Here are some problems I developed for NRICH on disconnecting sets of points.

Introduction

There is an island, shown below, which contains five towns, each marked by a coloured disc. The people from the red towns are arch rivals with the people from the blue towns, so they decide to build a wall to separate all the red towns from all the blue towns. The red towns want to stay in contact with each other so the wall must not separate two red towns. Likewise the wall must not separate blue towns. The wall must be continuous, it must not intersect itself, it must not split, and each end of the wall must be at a point on the coast. Let us call such a wall a dividing wall.

Is it possible to construct a dividing wall? Yes, one is shown below.

Is it possible to construct a dividing wall for the new collection of towns, shown below?

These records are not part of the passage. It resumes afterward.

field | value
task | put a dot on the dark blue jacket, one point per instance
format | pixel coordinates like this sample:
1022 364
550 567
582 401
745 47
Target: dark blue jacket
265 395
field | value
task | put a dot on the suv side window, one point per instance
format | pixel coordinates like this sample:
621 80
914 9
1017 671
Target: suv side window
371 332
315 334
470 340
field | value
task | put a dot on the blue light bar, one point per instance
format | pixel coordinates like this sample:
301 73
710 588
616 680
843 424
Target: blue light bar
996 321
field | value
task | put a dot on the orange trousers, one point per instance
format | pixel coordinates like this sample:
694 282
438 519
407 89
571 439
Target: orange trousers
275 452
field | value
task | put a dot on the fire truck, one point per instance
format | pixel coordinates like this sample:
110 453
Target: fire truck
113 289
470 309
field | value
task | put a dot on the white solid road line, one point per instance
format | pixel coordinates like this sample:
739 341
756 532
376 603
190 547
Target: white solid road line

If you manage the above example, then perhaps you can answer the following question. Given any configuration of red and blue towns, is it always possible to build a dividing wall?

Coastal towns

The next island (below) has coastal towns. These towns differ from all previous towns as you cannot encircle each one with a wall. Can you separate the red and blue towns with a wall in this example?

Have you managed it? If not then persevere; it is possible! Try the next example.

If you cannot build a suitable wall for the previous example then try to answer the following question. What is the simplest configuration of towns, both coastal and inland, for which you cannot build a dividing wall?

Once you have answered that question you may try this harder question. Can you characterise those configurations of towns for which it is possible to build a dividing wall?

Building roads

History is littered with examples of dividing walls that have contributed to war and misery. Let us suppose that the people from our five original towns are more enlightened, although retain their animosity towards each other. Rather than building a wall, they decide to build two roads. One road connects all the blue towns, and the other road connects all the red towns. The two roads are not allowed to intersect themselves, or each other. The blue road starts at a blue town, and then passes through each of the other blue towns, finishing at a blue town. Likewise for the red road and the red towns. Let us call a pair of such roads connecting roads. An example of a pair of connecting roads is shown below.

Here is a pair of connecting roads for the first coastal town example.

Are the problems of building a dividing wall, and building a pair of connecting roads, related?

More towns

Recent immigrants to the island have set up their own green town. The unfriendly locals quickly found reason to dislike them, and now the dividing wall must separate red towns, blue towns, and green towns.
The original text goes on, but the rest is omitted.